{x}
blog image

Transpose File

Given a text file file.txt, transpose its content.

You may assume that each row has the same number of columns, and each field is separated by the ' ' character.

Example:

If file.txt has the following content:

name age
alice 21
ryan 30

Output the following:

name alice ryan
age 21 30

Solution Explanation for Transpose File

The problem requires transposing a text file where each line has the same number of space-separated fields. The solution uses awk, a powerful text processing tool, to efficiently achieve this.

Approach

The awk script iterates through the input file line by line (NR represents the current line number). For each line, it iterates through the fields (NF represents the number of fields in the current line).

  • Initialization: If it's the first line (NR == 1), it initializes an array res where each element res[i] will store the i-th column's values. The value of re$i is implicitly the i-th field.

  • Concatenation: For subsequent lines (NR > 1), it appends the current field's value ($i) to the corresponding element in the res array, preceded by a space to maintain separation.

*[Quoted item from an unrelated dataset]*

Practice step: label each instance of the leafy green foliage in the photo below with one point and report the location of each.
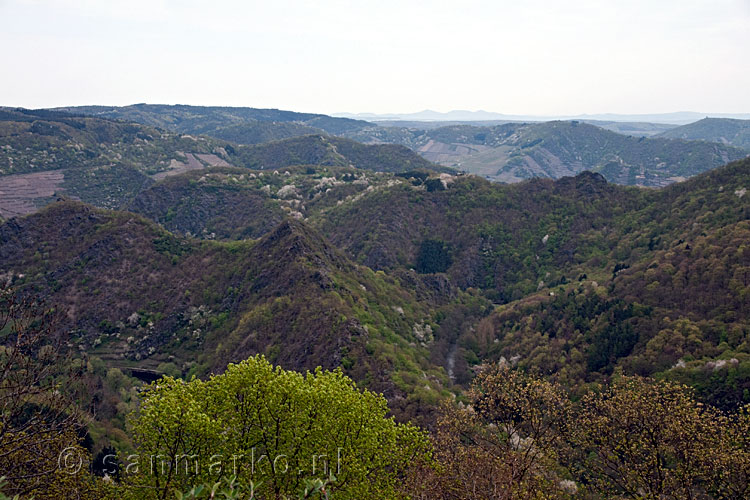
(274, 430)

  • Output: After processing all lines (END block), it iterates through the res array and prints each element to the standard output, effectively creating the transposed output.

Code Explanation (Awk)

awk '
{
  for (i=1; i<=NF; i++) {
    if(NR == 1) {
      res[i] = $i
    } else {
      res[i] = res[i]" "$i
    }
  }
}END {
  for (i=1;i<=NF;i++) {
    print res[i]
  }
}
' file.txt
  • awk '...' file.txt: This invokes the awk interpreter with the provided script and specifies file.txt as the input file.

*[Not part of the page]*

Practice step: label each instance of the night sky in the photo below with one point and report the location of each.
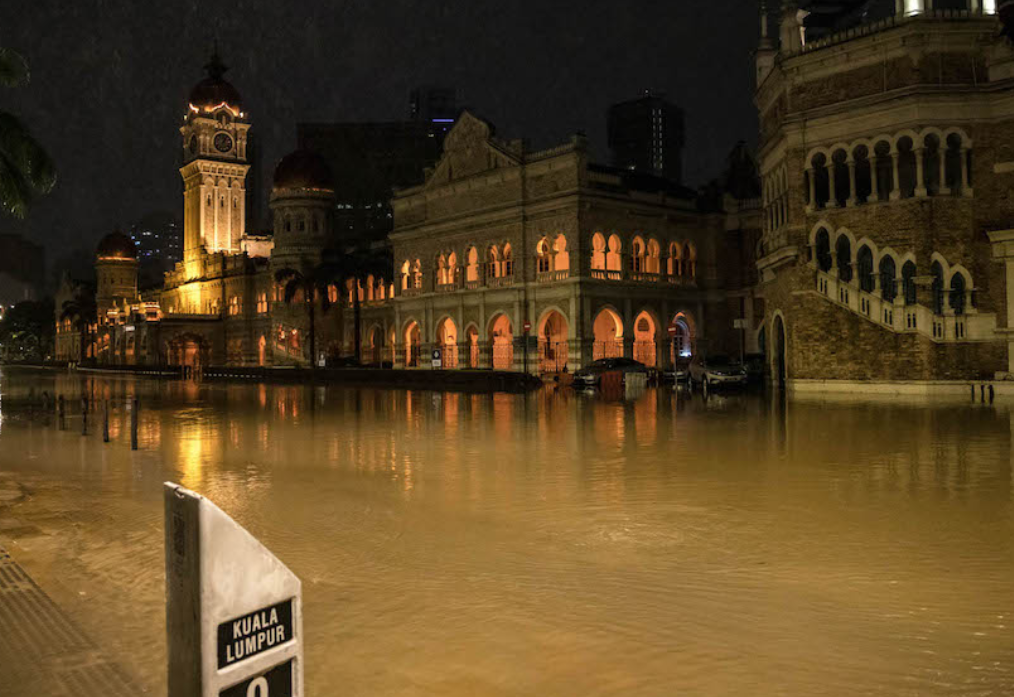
(110, 80)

  • { ... }: This is an awk block that executes for each line of the input file.

  • for (i=1; i<=NF; i++): This loop iterates through each field in the current line. NF is a built-in variable in awk that holds the number of fields in the current record (line).

  • if(NR == 1) { res[i] = $i } else { res[i] = res[i]" "$i }: This is the core logic. If it's the first line, it initializes the res[i] array element with the value of the i-th field. Otherwise, it appends the current field's value to res[i] with a space as a separator.

  • END { ... }: This awk block is executed after processing all lines of the input file.

  • for (i=1;i<=NF;i++) { print res[i] }: This loop iterates through the res array and prints each element (representing a column in the transposed output) to a new line.

Time and Space Complexity

  • Time Complexity: O(M*N), where M is the number of lines and N is the number of fields per line. The script iterates through each cell of the input matrix (file).

  • Space Complexity: O(N), where N is the number of fields per line. The res array stores one element per field. The space used is proportional to the number of columns in the input file. This is because we are storing at most N values in the res array.

The awk solution provides an elegant and efficient way to transpose the file using built-in functionalities, avoiding the need for more complex programming constructs.